Alternative credit insights: Diversify globally, derisk locally

In an era of geopolitical uncertainty and evolving credit markets, alternative credit offers potential for resilient income through global diversification paired with local expertise. Discover how disciplined, on-the-ground risk management can help investors navigate volatility and position portfolios amid structural headwinds in traditional fixed income.
Navigating global opportunity and local risk
As markets are increasingly influenced by geopolitics, economic uncertainty and evolving credit markets, opportunity lies beyond borders. Alternative credit continues to offer resilient income potential, but successful outcomes depend on thoughtful diversification and disciplined risk management. By pairing global reach with local insights, investors can build portfolios designed to withstand volatility, capture durable yield and support long-term objectives.
Beyond U.S. exceptionalism
Concerns are growing over economic activity, political tension and policy uncertainty in the U.S., making for a challenging environment for global investors. Headlines throughout 2025 underlined this uneasiness; foreign investors were reportedly leaving U.S. markets in droves amid currency volatility and tariff-driven fears, possibly spelling the end of U.S. exceptionalism as we know it. Adding to these doubts is the specter of an increasingly deglobalized world.
In this climate, separating rhetoric from reality is crucial. The world may be changing, but global private credit — whether corporate or asset-backed — remains an attractive opportunity set for those seeking diversified sources of stable income in an unstable time. Key to success is understanding and managing the risks associated with each credit segment.

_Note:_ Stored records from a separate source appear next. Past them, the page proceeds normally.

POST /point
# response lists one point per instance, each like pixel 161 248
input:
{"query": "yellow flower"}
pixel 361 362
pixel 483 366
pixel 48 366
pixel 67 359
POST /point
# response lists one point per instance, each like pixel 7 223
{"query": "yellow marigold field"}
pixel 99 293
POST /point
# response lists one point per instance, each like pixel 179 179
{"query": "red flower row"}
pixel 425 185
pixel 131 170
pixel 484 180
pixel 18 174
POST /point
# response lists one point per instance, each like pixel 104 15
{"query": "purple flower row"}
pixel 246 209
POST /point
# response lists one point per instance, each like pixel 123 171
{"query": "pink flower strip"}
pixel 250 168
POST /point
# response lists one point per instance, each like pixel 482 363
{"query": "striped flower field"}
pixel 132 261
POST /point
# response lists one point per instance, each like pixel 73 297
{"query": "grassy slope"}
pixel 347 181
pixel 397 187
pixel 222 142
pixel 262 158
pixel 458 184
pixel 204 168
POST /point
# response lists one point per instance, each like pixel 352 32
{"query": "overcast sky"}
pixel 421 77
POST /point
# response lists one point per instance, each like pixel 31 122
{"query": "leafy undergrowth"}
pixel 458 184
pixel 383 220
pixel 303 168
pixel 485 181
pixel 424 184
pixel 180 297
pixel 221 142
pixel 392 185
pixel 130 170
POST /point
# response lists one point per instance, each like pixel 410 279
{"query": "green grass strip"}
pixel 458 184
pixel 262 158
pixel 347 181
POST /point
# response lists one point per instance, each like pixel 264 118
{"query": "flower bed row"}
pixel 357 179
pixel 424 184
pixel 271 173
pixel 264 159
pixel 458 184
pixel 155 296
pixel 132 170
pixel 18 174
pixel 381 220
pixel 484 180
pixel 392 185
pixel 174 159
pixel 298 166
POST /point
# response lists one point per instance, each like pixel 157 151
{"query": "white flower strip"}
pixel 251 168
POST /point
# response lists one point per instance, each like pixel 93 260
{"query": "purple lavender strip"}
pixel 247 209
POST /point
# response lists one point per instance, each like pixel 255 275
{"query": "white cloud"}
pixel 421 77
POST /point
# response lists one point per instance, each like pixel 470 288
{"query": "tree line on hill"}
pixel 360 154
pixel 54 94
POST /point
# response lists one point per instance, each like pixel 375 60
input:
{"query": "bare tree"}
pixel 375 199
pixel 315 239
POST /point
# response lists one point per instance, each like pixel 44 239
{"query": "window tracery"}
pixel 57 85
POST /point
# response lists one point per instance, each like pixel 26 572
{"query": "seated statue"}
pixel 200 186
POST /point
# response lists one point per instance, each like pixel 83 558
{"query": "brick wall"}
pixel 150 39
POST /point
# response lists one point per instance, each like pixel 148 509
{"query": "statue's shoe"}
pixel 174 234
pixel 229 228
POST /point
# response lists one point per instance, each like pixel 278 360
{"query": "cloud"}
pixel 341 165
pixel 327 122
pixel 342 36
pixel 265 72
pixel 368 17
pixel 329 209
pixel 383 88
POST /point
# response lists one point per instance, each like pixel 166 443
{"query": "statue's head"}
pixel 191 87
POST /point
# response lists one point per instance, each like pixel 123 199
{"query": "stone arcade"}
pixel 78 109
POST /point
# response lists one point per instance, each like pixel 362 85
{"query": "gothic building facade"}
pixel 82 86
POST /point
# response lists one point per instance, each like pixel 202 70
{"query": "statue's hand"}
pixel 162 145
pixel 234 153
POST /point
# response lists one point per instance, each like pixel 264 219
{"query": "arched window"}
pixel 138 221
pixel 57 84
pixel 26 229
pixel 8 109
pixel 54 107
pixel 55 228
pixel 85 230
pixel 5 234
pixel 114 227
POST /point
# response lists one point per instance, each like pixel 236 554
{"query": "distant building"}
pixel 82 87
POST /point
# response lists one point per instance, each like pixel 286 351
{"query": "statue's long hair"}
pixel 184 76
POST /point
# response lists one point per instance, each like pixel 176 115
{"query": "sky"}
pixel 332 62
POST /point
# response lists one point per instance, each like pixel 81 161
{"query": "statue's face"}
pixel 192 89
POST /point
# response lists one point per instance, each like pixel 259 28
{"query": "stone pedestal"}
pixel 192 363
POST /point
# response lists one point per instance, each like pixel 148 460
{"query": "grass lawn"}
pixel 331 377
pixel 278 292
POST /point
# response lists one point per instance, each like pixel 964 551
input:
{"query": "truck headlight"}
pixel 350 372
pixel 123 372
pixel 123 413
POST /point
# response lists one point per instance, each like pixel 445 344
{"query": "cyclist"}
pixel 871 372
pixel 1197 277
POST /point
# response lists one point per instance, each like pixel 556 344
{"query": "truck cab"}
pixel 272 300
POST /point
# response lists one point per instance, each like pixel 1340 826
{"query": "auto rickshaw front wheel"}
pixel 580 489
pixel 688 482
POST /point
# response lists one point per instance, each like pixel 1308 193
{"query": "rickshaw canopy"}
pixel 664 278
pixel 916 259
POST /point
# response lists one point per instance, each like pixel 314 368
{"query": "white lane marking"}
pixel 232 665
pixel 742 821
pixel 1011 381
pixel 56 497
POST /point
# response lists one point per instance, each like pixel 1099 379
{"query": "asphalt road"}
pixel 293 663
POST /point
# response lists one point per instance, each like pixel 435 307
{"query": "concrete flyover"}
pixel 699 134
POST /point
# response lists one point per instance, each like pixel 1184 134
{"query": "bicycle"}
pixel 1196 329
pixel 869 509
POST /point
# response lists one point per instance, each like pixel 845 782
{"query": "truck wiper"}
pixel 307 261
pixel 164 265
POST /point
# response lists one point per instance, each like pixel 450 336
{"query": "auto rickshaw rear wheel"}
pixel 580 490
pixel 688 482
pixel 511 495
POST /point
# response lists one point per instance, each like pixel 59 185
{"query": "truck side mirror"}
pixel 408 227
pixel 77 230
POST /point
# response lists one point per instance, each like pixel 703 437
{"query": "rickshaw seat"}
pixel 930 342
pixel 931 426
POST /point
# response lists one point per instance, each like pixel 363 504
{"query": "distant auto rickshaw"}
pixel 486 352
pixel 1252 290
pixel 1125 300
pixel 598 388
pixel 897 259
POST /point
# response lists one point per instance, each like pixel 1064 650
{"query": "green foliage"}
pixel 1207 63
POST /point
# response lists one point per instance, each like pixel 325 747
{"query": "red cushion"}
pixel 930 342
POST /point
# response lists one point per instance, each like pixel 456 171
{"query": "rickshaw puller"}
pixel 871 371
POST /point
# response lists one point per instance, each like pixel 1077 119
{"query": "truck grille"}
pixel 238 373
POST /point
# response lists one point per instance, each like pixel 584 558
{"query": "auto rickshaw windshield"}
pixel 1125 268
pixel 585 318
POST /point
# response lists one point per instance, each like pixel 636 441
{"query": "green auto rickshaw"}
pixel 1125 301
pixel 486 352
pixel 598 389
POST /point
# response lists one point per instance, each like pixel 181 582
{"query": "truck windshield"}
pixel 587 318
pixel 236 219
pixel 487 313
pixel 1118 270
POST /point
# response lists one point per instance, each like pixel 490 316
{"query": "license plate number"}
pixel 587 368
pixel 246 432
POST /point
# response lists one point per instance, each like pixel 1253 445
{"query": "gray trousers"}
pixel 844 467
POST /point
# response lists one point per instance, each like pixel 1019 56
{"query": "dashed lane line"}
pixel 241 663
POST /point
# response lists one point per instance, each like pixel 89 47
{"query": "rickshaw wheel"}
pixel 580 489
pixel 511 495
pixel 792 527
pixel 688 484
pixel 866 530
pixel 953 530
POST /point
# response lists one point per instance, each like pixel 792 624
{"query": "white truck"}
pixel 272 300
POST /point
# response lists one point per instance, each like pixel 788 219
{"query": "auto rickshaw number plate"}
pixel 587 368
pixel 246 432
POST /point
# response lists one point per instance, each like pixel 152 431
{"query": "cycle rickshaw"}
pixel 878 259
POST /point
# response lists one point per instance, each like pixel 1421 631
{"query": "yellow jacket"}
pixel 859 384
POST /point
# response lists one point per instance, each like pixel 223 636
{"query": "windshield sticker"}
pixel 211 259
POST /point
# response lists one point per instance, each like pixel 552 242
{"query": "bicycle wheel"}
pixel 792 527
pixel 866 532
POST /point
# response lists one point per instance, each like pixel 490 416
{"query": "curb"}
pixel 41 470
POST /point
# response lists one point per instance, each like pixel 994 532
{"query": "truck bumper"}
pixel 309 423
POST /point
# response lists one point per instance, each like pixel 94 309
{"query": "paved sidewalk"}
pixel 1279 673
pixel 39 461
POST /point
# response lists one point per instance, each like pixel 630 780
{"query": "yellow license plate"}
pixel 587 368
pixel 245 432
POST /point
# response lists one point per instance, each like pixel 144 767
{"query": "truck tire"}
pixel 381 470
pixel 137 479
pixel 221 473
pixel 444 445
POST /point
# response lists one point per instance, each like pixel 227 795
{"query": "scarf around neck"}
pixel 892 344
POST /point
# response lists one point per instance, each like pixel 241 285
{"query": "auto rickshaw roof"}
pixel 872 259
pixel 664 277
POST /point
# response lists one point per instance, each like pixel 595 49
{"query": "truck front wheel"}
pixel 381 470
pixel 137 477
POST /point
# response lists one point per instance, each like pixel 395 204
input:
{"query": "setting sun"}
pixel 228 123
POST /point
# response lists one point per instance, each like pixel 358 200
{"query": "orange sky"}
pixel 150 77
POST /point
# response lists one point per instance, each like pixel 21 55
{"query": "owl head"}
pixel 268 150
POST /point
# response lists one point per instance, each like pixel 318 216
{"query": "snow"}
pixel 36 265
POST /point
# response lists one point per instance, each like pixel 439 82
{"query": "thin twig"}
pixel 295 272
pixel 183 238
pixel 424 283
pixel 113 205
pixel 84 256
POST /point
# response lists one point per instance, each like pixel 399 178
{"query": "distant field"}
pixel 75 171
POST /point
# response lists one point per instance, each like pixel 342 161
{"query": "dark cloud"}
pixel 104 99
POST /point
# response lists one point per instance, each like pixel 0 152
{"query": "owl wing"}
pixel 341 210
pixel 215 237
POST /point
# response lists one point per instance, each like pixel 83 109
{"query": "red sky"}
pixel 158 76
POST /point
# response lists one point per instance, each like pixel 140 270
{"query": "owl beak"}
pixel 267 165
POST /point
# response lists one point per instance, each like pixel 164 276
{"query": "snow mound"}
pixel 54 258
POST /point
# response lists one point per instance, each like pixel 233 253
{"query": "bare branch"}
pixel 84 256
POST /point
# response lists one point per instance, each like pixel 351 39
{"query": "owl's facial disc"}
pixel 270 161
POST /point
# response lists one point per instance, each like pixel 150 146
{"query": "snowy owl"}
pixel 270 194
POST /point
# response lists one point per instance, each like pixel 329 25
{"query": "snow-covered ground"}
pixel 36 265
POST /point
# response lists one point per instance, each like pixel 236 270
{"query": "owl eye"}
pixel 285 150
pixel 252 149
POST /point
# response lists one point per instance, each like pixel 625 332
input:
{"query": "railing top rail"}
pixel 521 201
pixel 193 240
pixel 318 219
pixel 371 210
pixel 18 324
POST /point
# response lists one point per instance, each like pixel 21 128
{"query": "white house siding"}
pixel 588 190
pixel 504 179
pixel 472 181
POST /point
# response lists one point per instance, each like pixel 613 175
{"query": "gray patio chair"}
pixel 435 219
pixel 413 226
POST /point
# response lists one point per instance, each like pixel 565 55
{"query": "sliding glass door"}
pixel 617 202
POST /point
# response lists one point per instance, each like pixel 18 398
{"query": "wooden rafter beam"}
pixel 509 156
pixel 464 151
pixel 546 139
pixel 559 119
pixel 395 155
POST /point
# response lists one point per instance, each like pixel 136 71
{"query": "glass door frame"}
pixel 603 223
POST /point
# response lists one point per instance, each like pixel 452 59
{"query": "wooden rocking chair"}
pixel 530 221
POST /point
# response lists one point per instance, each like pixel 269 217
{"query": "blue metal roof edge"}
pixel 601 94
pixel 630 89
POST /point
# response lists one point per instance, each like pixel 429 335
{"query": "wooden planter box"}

U.S. remains rich source of opportunity despite new risks
Despite prolonged uncertainty running through the country, the U.S. economy has demonstrated its ability to withstand shocks and beat pessimistic forecasts. Recent fears of recession have given way to tangible optimism. U.S. GDP growth for 2026 is projected to outpace developed market peers, trailing only China globally (Figure 1). Corporate earnings remain robust, and default rates for U.S. credit, especially among higher-rated borrowers, remain overwhelmingly stable. The U.S. dollar, although volatile, continues to anchor international portfolios, providing depth and liquidity that few global markets can match.